Ronaldo foi direto: os exames médicos não encontraram uma causa física. A convulsão, que ele descreve como uma “cãibra dez vezes mais forte”, foi o limite de um jovem de 21 anos carregando a esperança de um país inteiro nas costas.
Naquela época, não se falava em saúde mental no esporte. O atleta era visto como uma máquina, e o “pica de cachorro” (como ele brinca no vídeo) tinha que ser invencível.
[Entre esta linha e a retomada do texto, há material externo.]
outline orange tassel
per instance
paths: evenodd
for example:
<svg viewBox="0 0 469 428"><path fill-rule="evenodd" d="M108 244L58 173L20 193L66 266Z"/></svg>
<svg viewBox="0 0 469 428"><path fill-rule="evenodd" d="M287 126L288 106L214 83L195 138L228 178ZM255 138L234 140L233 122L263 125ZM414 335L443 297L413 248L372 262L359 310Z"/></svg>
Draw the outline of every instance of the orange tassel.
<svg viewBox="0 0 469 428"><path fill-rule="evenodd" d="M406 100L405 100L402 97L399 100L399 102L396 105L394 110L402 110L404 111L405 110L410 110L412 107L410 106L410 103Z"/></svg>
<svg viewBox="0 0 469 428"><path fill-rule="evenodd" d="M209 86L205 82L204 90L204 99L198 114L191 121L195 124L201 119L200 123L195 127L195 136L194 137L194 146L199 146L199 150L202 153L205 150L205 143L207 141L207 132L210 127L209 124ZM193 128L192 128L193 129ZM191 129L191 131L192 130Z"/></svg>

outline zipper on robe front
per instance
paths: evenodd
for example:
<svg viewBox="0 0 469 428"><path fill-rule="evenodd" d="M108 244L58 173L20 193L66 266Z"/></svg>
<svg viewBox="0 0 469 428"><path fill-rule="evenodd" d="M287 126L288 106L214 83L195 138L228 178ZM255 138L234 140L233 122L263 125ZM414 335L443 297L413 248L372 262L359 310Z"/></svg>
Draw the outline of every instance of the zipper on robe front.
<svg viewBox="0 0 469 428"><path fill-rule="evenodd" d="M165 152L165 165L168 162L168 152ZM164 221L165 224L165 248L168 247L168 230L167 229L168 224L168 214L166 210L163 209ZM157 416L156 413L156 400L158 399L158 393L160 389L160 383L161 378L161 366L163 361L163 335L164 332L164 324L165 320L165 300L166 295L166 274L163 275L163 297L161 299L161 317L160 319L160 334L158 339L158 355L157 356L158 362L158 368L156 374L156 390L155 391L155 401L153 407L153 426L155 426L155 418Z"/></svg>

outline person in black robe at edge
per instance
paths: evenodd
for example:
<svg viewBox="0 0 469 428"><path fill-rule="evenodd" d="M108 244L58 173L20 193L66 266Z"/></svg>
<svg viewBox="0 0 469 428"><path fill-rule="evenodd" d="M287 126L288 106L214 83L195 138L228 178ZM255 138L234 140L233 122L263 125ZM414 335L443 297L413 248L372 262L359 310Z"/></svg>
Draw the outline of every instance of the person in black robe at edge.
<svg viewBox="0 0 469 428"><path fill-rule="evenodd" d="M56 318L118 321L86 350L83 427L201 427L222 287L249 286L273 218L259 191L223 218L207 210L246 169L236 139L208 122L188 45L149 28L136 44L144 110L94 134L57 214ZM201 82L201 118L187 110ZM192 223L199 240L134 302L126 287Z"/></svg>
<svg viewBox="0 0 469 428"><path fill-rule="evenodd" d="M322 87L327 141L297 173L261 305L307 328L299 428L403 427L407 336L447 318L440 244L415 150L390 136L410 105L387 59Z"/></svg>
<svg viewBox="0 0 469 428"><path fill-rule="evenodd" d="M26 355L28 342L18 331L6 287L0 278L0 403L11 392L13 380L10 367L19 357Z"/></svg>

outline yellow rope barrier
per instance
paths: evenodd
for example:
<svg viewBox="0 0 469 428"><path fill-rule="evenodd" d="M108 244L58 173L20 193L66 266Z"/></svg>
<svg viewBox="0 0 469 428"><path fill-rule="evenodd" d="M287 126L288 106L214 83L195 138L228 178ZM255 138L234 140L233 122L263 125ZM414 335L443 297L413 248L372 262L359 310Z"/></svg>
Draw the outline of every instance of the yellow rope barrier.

Mas o corpo não é uma máquina isolada da mente.
A lição para quem não é atleta
O relato de Ronaldo é um alerta para todos nós que vivemos no “modo performance”:
- O corpo fala (ou grita): Quando ignoramos o estresse e a ansiedade, o corpo encontra uma saída, muitas vezes traumática.
- Autoconhecimento é estratégia: O craque hoje defende que o acompanhamento psicológico é tão importante quanto o treino físico.
- A vida vai além do CPF: Como ele mesmo disse, “a vida não é só a profissão da gente”.
O legado do trauma
Ronaldo superou a convulsão e as lesões gravíssimas que vieram depois para ser campeão em 2002. Mas a maior vitória dele hoje talvez seja falar abertamente sobre sua vulnerabilidade.
Ele mostra que até os gigantes precisam de suporte emocional. E que admitir que a pressão é pesada demais não te faz menos “fenômeno”. Te faz humano.